Ms Teather said she felt “frustrated and disappointed” and that “something broke” inside her when the Lib Dems backed the £26,000-a-year welfare cap for families. She became “catastrophically depressed” and “utterly desolate” when Mr Clegg announced that some immigrants would need to pay a £1,000 bond when making a visa application.

She is one of only seven women among the Lib Dems’ 57 MPs. A strong grassroots campaigner, she won a Brent seat from Labour in a surprise by-election victory 10 years ago. When Mr Clegg sacked her as Schools Minister last year, the Lib Dem said she intended to focus on retaining her marginal seat but has become increasingly disillusioned with the Coalition while on the backbenches. Labour figures suggested she is quitting because Labour will win her Brent Central seat, where her majority is 1,345, at the 2015 election.
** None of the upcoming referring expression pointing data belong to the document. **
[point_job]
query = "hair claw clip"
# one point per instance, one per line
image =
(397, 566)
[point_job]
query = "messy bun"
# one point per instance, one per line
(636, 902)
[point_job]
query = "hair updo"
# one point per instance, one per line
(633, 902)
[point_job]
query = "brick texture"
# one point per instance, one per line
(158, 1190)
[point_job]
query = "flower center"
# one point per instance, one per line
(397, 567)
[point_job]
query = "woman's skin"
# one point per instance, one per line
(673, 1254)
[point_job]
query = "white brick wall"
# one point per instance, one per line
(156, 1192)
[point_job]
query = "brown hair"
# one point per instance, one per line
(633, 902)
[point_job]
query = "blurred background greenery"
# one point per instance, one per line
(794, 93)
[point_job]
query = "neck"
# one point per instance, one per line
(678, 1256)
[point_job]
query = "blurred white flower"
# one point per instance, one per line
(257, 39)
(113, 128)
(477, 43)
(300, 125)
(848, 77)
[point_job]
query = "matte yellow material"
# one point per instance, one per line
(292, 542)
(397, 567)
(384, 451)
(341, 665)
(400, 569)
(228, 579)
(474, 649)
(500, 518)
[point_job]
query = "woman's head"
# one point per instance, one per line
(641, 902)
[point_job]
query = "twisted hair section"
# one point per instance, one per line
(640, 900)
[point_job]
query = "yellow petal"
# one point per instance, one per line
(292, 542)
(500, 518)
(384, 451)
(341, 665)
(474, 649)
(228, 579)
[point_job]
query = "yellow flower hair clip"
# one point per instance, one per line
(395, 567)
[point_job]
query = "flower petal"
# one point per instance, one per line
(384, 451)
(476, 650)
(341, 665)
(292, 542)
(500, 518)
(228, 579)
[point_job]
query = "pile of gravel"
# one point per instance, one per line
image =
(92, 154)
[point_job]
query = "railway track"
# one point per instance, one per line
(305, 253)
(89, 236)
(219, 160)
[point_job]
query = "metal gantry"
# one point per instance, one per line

Her decision to stand down at the election was announced ahead of the Lib Dems’ annual conference in Glasgow, which begins on Saturday. It will encourage grassroots members to voice similar concerns about the Lib Dems’ performance in government.

Gareth Epps, co-chairman of the Social Liberal Forum, said on Sunday: “This is a serious blow to the party’s leadership which has so few female role models, at a time when it has taken a confrontational stance towards activists, and on the eve of what will be a challenging conference. It is a sign of the depth to which the party feels it is not being listened to; it is a warning that this has to rapidly change; and that a hectoring approach will result either in a smaller party, open warfare – or both.”

Nick Clegg will admit on Monday he is a “disappointed” by Ms Teather’s decision. Sir Menzies Campbell, the Lib Dems’ former leader, said: “Coalition is not for the faint hearted."

A Lib Dem spokesman said: “We have a proud record in Government, including investing billions more in schools to help the poorest children. Sarah was a part of this when she served as a minister in the Coalition, as well as playing a key role in ending Labour's disgraceful policy of locking up children for immigration purposes."

Ms Teather told The Observer: “When I joined the party I had this really strong instinct that it was the party of social justice and liberalism. It was the only party that operated in that space.” While stressing her respect for Mr Clegg, she also accused him of tailoring policies on immigration and welfare in “pursuit of the latest [opinion] poll rather than what is right and wrong.”

As a minister, she admitted she was campaigning against the Coalition’s welfare policies while being bound by them. “It was making me exhausted. I was spending many hours worrying about how to balance fighting for what I believed in and being true to the stuff that took me into politics, while not being disloyal to my colleagues,” she said.